The answer are these bug pages.  Assume you are a mathematician and have
some time to spend on bugs inside Debian.  Where would you like to start
seeking where to spend your time best?  It should be helpful for both: For
Debian and for you personal work and you should feel competent about the
package you want to work on.  Since today the answer is simple:  Go to

   http://cdd.alioth.debian.org/science/bugs/mathematics.html

and watch for bugs.  On top of the page you see the note:

   Immediately looking into bugs of the dependencies of this metapackage is 
advised


so your help is obviosely welcome.  You also see immediately that there
are two serious bugs in packages which are in the list of dependencies
(not only suggested) of science-mathematics.  So you found your targets
quickly.

The Bugs pages are not (yet) internationalised.  I'm a little bit
undecided whether this is really needed.  I'm actually very keen on
translations whereever needed - but if we want to attract people
fixing the bugs they have to understand the bug report in English
language anyway.  So people unable to understand the navigation might
probably be not able to work on the bugs.  What do you think about this?


Realisation of the evaluation of bug status
---

I tried to find a measure how much help is needed for the dependencies
of a metapackage.  This measure is not about the quality of a metapackages
because this would require a normalisation according to the number of
packages.  For instance a metapackage with 5 bugs in 25 dependendent
packages is probably of a better quality than a metapackage with 3 bugs
in 5 dependant packages.  But I think we should care about the absolute
number of bugs if we want to attract people who are willing to fix them
and not about making some ranking inbetween metapackage quality.

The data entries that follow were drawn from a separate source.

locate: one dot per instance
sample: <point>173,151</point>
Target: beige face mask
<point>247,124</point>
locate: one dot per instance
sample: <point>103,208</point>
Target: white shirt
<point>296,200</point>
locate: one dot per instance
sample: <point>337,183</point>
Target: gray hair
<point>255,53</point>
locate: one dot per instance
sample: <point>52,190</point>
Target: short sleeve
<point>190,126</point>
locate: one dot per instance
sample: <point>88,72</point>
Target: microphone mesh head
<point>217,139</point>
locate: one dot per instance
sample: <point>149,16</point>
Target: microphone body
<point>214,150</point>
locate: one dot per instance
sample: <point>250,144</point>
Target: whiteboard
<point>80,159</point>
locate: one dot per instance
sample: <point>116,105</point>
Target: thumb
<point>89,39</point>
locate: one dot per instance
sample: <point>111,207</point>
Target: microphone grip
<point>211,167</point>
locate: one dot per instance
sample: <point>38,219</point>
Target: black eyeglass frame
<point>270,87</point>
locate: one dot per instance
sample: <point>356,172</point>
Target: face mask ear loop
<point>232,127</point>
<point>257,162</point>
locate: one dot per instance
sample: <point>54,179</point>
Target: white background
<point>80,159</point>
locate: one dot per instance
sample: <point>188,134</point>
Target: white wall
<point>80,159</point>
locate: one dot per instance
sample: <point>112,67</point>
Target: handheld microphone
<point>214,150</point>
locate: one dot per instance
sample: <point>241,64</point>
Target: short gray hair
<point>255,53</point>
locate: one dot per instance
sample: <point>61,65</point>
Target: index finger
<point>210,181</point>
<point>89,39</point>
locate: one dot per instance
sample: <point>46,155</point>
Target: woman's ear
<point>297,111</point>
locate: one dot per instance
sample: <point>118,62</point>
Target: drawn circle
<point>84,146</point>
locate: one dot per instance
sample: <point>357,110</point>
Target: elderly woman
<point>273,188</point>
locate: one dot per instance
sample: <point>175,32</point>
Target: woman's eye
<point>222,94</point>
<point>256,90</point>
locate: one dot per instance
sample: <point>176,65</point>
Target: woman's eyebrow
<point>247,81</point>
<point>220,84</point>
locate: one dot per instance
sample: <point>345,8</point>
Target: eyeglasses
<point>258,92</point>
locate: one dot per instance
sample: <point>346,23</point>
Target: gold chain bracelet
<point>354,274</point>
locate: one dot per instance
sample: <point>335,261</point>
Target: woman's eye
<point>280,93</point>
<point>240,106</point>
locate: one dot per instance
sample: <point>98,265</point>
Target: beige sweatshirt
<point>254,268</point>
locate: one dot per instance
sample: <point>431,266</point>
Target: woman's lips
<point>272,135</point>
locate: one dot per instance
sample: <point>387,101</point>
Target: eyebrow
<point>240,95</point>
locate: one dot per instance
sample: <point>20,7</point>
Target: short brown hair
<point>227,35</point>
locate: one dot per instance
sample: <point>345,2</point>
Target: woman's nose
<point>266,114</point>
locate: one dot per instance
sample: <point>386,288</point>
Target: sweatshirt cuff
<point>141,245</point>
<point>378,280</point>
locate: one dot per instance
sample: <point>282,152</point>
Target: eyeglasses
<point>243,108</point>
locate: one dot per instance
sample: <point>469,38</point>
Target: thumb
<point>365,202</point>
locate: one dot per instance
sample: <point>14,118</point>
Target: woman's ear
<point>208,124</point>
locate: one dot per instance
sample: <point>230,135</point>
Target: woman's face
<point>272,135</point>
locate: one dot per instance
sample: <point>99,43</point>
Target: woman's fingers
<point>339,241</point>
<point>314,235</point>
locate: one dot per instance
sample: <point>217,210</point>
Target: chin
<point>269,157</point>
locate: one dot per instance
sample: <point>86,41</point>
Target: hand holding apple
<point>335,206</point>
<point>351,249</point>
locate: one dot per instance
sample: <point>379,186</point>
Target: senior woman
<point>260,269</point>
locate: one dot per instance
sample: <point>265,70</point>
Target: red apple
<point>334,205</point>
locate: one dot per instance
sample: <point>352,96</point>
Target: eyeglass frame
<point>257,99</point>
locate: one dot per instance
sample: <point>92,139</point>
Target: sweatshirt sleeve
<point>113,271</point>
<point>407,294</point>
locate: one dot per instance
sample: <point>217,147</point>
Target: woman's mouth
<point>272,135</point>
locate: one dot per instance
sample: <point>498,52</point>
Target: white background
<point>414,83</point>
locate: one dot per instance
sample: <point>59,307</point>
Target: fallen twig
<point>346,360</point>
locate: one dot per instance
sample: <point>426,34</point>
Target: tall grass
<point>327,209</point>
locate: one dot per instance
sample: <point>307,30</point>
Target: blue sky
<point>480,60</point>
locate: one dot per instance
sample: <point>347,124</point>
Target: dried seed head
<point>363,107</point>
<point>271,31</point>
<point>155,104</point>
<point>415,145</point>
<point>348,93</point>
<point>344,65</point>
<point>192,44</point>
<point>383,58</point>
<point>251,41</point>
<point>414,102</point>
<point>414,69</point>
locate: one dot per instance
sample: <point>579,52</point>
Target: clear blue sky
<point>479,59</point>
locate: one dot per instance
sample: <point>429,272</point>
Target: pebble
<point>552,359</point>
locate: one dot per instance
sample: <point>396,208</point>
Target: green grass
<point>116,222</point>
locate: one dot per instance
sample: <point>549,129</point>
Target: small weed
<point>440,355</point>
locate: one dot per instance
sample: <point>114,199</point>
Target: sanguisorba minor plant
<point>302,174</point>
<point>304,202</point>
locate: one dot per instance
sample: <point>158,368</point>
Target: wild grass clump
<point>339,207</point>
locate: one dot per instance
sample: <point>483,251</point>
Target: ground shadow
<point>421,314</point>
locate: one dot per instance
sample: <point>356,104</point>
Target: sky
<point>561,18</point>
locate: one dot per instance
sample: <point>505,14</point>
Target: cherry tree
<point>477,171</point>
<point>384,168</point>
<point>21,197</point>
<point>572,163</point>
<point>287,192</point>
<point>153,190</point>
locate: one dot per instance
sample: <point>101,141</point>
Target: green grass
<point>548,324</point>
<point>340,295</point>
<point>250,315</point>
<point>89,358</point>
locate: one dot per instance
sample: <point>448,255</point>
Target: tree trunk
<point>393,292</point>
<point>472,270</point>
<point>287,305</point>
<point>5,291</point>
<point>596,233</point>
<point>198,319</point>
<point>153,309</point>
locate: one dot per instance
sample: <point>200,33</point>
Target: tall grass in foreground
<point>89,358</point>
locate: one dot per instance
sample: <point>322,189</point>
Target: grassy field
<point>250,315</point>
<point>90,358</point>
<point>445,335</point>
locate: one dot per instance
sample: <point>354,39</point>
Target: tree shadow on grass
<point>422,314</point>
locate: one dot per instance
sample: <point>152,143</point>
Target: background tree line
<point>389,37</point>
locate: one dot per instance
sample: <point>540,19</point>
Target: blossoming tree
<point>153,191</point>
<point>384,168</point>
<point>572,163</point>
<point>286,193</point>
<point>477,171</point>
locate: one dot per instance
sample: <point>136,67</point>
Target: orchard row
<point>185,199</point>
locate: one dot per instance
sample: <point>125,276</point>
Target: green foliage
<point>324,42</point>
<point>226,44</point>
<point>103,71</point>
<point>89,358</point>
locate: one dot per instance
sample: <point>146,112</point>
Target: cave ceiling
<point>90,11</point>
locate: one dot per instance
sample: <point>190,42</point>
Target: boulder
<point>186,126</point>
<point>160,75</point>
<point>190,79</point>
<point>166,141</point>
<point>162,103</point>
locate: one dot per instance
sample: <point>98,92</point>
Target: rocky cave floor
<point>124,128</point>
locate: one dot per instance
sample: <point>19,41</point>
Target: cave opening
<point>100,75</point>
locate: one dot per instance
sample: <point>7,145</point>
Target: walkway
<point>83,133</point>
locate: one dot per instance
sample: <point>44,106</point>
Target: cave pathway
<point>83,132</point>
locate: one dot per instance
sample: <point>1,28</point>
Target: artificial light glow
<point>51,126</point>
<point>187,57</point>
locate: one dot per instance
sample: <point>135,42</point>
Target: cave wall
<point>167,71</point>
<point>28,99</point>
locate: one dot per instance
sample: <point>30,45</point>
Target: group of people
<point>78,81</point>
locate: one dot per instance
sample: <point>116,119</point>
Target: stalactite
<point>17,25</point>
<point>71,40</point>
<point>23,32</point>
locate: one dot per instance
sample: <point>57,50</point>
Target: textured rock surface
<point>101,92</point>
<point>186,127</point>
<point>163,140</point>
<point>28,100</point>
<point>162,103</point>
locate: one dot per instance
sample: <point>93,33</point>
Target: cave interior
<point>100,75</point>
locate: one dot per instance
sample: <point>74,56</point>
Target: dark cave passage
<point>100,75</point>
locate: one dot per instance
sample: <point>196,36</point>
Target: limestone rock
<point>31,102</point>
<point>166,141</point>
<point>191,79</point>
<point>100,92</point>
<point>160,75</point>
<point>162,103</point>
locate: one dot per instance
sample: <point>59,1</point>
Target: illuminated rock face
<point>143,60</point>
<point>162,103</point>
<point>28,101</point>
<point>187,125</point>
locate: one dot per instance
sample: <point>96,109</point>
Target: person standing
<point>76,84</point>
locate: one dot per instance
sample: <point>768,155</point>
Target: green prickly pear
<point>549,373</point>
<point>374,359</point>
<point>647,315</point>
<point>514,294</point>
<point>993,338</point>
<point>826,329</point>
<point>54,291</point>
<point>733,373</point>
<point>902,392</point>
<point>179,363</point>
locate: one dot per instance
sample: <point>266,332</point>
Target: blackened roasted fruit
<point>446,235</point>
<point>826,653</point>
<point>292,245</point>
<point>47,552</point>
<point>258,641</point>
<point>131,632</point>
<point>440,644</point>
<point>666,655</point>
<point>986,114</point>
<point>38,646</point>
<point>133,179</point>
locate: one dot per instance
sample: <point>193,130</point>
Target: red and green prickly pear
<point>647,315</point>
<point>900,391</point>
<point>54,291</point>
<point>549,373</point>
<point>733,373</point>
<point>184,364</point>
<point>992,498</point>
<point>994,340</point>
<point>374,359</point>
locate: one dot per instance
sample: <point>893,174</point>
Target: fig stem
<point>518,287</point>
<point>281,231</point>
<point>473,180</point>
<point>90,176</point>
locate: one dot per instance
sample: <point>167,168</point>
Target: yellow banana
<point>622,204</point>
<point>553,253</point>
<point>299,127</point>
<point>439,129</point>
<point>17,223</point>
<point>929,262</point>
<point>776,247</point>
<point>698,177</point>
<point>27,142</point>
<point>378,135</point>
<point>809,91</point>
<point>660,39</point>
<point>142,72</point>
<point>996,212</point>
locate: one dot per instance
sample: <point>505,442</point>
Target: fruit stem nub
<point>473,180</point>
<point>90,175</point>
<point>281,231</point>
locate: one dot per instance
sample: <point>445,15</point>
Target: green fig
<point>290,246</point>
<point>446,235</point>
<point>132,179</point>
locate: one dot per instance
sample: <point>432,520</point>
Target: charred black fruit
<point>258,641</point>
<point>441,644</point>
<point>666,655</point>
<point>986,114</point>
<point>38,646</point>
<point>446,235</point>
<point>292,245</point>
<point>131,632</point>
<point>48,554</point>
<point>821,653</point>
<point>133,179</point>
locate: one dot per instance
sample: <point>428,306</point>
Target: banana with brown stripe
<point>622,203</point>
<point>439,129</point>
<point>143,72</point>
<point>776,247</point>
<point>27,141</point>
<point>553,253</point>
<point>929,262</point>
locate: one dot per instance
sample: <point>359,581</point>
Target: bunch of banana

Moreover I think that bugs in packages that are in the list of
Depends and Recommends should be weighted higher than those packages
which are only suggested.  This is reflected in the fact that the
dependent packages are listed on top in a separate list.  Below is a
list of suggested packages.  The bugs which are done are listed as
well for historical reason - but they do n ot influence the bug status
of the metapackage - done bugs do not need to attract our attention
that much.

The evaluation is done by finding some weighting numbers for the different
severities ranging from 10 for the RC bugs until 0 for wishlist bugs (see
the currently used numbers in the footnote on the bottom of each page).
I decided to weight wishlist bugs with 0 not because I think that wishlist
bugs are not very interesting.  IMHO every bug should be fixed - but
I think that it might be a very rare situation that on one page only
bugs with severity wishlist and so chances are quite low that wishlist
bugs are just overlooked because there is no mark on the index page
to visit this page.

These weighting numbers are multiplied by 3 if the package in question
is a dependent or recommended package to reflect their higher importance.